Australia's electricity landscape could change significantly in the future and consumers will be deciding just what that future will look like.

A new report from the Future Grid Forum, "Change and choice: The Future Grid Forum's analysis of Australia's potential electricity pathways to 2050" looks at a range of opportunities and presents four scenarios, not predictions, through which potential futures for our national electricity system can be viewed.

Paul Graham, CSIRO Energy Flagship Chief Economist, said recent declining demand, higher electricity prices and strong adoption of roof-top solar panels have changed the industry's view of what is plausible in the future and trained a focus on affordability challenges.

"All of the choices in the Future Grid Forum scenarios have consequences for the price of electricity, something that has significantly impacted consumers in recent years," he said.

"Electricity will not get cheaper in the coming decades, but bills can be reduced through the adoption of energy efficiency, peak demand management and on-site generation.

"These steps, in combination with general wages growth, means the share of income average households spend on electricity is projected to be similar — shifting marginally from 2.5 per cent in 2013 to between 2.3 and 2.9 per cent in 2050 depending on the scenario.”

Electricity has traditionally been a service with which consumers have not proactively engaged, but the forum's scenarios present a number of ways for people to take greater control of how they consume and produce electricity.

"This proactive shift could potentially influence the business model for the electricity sector, encouraging the emergence of new services to supply an individually tailored product — not dissimilar to the telecommunications industry shift from a one-size-fits-all landline telephone system to a wide variety of mobile and associated data and entertainment services.
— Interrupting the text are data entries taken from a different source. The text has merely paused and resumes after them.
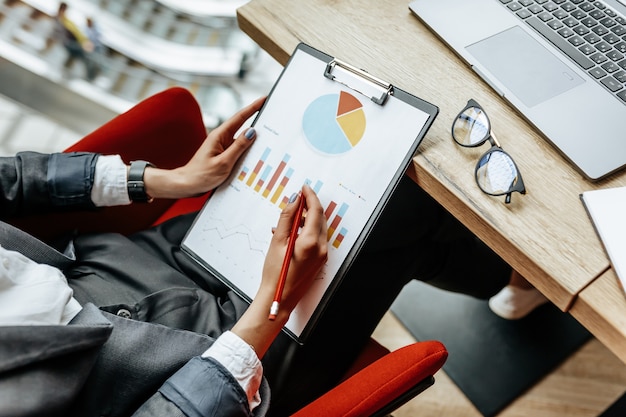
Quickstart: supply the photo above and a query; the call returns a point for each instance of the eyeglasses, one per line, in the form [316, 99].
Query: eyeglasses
[496, 173]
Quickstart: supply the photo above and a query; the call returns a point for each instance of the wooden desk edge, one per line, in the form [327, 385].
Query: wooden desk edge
[279, 46]
[601, 308]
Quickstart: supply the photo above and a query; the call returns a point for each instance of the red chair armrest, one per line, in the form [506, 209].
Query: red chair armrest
[381, 382]
[165, 129]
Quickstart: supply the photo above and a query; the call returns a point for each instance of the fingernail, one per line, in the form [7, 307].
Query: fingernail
[250, 133]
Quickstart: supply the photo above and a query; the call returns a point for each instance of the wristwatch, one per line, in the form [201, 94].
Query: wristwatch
[135, 184]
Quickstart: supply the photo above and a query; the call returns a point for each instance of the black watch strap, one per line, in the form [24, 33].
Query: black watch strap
[136, 186]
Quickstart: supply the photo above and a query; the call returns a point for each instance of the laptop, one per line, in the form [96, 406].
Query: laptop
[560, 63]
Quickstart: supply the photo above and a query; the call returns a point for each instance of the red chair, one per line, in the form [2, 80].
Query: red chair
[166, 129]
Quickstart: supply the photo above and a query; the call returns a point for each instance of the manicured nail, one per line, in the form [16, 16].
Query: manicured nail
[250, 133]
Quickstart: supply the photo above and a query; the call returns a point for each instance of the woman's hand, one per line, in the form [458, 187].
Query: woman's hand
[211, 164]
[309, 255]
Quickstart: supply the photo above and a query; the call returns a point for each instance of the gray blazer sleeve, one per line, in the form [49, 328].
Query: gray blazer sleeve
[32, 182]
[203, 387]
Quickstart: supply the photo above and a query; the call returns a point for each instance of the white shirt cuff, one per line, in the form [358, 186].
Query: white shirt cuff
[241, 361]
[110, 182]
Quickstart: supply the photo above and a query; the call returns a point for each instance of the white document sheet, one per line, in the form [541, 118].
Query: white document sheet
[311, 130]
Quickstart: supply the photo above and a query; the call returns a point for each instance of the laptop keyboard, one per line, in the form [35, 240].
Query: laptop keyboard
[589, 32]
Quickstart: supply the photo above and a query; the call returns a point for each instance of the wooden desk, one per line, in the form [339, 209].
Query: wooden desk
[601, 308]
[546, 234]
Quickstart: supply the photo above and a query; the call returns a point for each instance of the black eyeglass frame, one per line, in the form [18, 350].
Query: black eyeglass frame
[517, 186]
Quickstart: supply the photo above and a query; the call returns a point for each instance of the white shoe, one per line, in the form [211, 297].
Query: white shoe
[514, 303]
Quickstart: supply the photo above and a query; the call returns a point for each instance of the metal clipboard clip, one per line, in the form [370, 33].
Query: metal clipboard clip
[377, 90]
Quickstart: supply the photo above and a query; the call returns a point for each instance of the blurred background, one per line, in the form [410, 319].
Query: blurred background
[47, 102]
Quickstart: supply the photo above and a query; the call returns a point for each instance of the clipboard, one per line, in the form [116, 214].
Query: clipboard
[349, 135]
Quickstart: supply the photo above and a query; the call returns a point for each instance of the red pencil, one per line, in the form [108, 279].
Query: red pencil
[285, 268]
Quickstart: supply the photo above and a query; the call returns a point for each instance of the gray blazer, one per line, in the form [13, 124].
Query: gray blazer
[100, 364]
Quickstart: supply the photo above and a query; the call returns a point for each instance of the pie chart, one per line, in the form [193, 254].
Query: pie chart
[334, 123]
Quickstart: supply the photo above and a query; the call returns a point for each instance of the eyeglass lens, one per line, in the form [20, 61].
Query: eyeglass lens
[472, 127]
[496, 173]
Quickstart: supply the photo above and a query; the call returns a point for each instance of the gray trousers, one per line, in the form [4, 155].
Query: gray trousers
[148, 277]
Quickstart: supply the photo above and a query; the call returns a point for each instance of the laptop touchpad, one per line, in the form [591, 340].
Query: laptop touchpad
[524, 66]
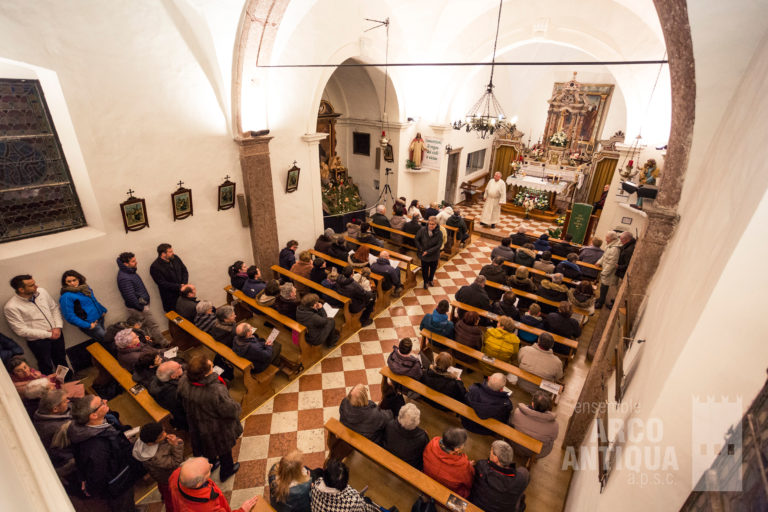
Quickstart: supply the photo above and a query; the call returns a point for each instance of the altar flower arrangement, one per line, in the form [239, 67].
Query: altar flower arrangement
[558, 139]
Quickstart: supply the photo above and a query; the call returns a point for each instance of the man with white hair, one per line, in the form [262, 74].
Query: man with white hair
[403, 437]
[383, 266]
[498, 484]
[163, 389]
[495, 194]
[380, 218]
[489, 400]
[192, 489]
[609, 263]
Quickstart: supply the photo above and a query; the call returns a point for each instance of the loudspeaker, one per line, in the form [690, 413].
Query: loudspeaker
[242, 206]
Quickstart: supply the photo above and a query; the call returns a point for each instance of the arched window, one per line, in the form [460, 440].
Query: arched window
[37, 196]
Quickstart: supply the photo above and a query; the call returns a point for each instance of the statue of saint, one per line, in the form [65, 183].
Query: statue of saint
[417, 149]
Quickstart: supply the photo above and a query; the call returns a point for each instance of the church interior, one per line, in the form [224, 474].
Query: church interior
[283, 118]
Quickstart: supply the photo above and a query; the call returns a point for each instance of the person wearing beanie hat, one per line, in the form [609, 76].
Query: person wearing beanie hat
[287, 302]
[160, 454]
[361, 300]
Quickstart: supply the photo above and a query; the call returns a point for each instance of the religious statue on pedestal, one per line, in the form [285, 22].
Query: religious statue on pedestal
[417, 149]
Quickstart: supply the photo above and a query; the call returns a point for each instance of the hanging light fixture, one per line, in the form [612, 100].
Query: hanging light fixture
[486, 116]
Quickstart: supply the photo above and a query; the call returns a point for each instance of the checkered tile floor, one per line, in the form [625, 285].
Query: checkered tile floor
[294, 418]
[508, 223]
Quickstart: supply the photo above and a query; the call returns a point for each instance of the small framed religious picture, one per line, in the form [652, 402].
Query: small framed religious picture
[181, 201]
[292, 182]
[226, 194]
[134, 213]
[389, 154]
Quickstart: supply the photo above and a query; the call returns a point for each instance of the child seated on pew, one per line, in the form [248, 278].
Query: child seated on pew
[160, 454]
"One of the forum's scenarios looks at the option for around a third of consumers to disconnect from the electricity grid through the use of on-site generation using technologies like rooftop solar panels and battery storage … this is projected to be economically viable from around 2030 to 2040.

"Under the full range of scenarios Australia could see on-site generation grow from the current figure of 8 per cent to reach between 18 and 45 per cent of total generation by 2050, but mostly while staying connected and using the grid as an electricity trading platform."

The forum also projected that technology will allow more sophisticated ways of managing household demand during peak times through the introduction of devices such as smart air conditioners and in-home storage systems.

"Better strategies for peak demand management could save two cents per kilowatt hour or $1.4 billion per annum on distribution costs for households," Graham said.

"This is an extraordinary time of change for Australia's electricity industry and the Forum partners see the release of this report as an opportunity to begin a national conversation to decide the right answers for the sector, its stakeholders and, most importantly, all Australians."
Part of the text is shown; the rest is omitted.